It is also argued that the court had no right to act upon the oral objection or suggestion of a fraudulent alteration. The master’s report was a record of the court, and courts have power to protect their records from fraudulent alteration without being moved thereto by anybody and without any motion or pleading. The records of a court are the history of its proceedings, and all courts are invested with inherent power to correct their records and make them reveal the truth. It was within the power of the court to make the record conform to what was actually done. (Church v. English, 81 Ill. 442; Steele v. Steele, 89 id. 51; May v. People, 92 id. 343.) Courts not only have power to make their records speak the truth, but the power extends to restoring papers which have been improperly altered or defáced and the substitution of new ones where the originals have been purloined or destroyed. (17 Ency. of Pl. & Pr. 914.) It would be strange doctrine that a court has no right to hear testimony to disclose fraud and unauthorized interference with its records by inserting therein evidence not offered or orders not made, unless there should be a written motion or some sort of pleading as a basis for the court’s action.

*84 Note by the Reporter.—The attorneys appearing for appellants in this court in the above cause are not the same who conducted the proceeding before the master commented upon in the opinion. .

A paper purporting to be a copy of the contract, and marked “Exhibit A,” was attached to the report, in which there were no blanks. It is contended that the petitioner was entitled to the benefit of "this exhibit as a copy filed after the withdrawal of the original. There was no evidence that it was a copy or where it came from.

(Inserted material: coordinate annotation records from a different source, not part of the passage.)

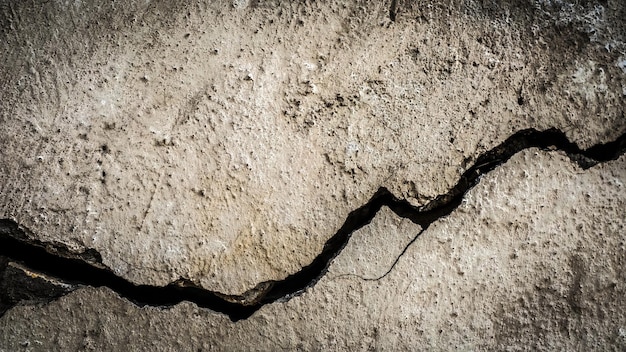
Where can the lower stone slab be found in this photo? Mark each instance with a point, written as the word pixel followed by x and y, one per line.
pixel 532 259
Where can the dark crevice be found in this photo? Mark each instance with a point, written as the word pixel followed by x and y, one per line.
pixel 79 270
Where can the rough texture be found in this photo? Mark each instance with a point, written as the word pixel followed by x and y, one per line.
pixel 518 266
pixel 224 142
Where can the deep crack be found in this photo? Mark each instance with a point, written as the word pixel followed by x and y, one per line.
pixel 85 269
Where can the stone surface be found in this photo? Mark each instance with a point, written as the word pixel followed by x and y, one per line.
pixel 224 142
pixel 533 259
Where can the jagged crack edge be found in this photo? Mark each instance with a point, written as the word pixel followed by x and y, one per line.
pixel 86 269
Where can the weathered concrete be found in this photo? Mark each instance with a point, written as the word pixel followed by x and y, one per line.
pixel 225 142
pixel 533 259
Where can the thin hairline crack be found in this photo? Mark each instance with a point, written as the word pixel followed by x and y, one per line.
pixel 85 269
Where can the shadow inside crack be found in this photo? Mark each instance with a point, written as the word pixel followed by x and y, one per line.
pixel 64 271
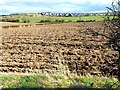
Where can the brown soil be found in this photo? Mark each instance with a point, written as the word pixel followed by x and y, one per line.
pixel 42 46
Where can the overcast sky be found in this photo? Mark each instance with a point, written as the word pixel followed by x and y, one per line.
pixel 62 6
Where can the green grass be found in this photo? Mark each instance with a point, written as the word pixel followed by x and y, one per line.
pixel 43 81
pixel 65 19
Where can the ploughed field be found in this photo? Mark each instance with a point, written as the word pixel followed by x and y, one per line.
pixel 43 47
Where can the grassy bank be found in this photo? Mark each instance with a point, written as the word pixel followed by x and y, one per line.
pixel 54 19
pixel 57 81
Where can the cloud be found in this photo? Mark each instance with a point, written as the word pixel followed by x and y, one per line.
pixel 63 1
pixel 36 6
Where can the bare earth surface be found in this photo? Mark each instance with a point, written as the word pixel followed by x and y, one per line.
pixel 43 46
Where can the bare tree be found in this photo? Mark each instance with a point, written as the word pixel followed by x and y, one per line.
pixel 111 29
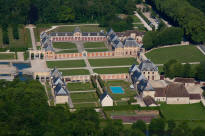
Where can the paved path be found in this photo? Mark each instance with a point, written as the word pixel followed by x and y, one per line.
pixel 88 91
pixel 80 46
pixel 20 56
pixel 70 103
pixel 32 36
pixel 88 65
pixel 201 48
pixel 142 20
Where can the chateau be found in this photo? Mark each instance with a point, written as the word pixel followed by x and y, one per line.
pixel 77 35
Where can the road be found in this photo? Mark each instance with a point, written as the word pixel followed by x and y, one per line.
pixel 142 20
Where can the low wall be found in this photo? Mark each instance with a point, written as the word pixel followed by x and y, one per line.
pixel 103 76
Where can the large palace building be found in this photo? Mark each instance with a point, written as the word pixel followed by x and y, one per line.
pixel 123 47
pixel 77 35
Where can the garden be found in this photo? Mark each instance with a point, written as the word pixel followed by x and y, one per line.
pixel 128 93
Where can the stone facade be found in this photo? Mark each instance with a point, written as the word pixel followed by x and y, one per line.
pixel 77 35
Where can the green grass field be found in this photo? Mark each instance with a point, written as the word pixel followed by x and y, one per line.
pixel 84 28
pixel 183 112
pixel 67 51
pixel 80 86
pixel 94 45
pixel 7 56
pixel 111 70
pixel 23 41
pixel 112 62
pixel 97 50
pixel 180 53
pixel 64 45
pixel 66 64
pixel 72 72
pixel 84 97
pixel 126 87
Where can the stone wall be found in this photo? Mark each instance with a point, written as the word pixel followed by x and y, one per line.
pixel 122 76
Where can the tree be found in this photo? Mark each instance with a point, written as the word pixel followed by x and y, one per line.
pixel 140 125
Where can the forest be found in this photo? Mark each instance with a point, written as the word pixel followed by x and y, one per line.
pixel 25 112
pixel 181 13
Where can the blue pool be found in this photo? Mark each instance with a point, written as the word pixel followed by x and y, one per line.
pixel 116 89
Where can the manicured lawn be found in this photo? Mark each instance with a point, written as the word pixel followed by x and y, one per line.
pixel 68 51
pixel 97 50
pixel 23 41
pixel 94 45
pixel 180 53
pixel 84 28
pixel 112 62
pixel 183 112
pixel 5 56
pixel 85 105
pixel 84 97
pixel 64 45
pixel 72 72
pixel 111 70
pixel 66 64
pixel 80 86
pixel 135 19
pixel 125 85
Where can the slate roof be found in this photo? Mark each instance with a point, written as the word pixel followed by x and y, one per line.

The supposed leave to withdraw the original and substitute a copy was fraudulently inserted in the transcript, and even if the master had given the authority he had no power to do so. The master is merely a ministerial officer, and cannot grant leave to make a copy evidence in place of the original. Leave to withdraw a paper can only be granted by the court having authority and jurisdiction over its records, and it should not be granted until the case has been heard and the instrument has fulfilled its purpose. Wherever this'“Exhibit A” came from, the evidence is clear that the contract offered in evidence and transcribed by the stenographer did not fix any time for the completion of the work. One of the firm testified, on the investigation, that there were two copies of the contract, and that one of them contained blanks while the other contained dates. If the original contract fixed a time for the completion of the contract, it was the duty of the petitioner to produce it and offer it in evidence. The original contract offered before the master was not produced. on the hearing, and the master testified that it was not before him when he made his report.

There was no evidence which in law authorized a lien, and the court was right in dismissing the petition.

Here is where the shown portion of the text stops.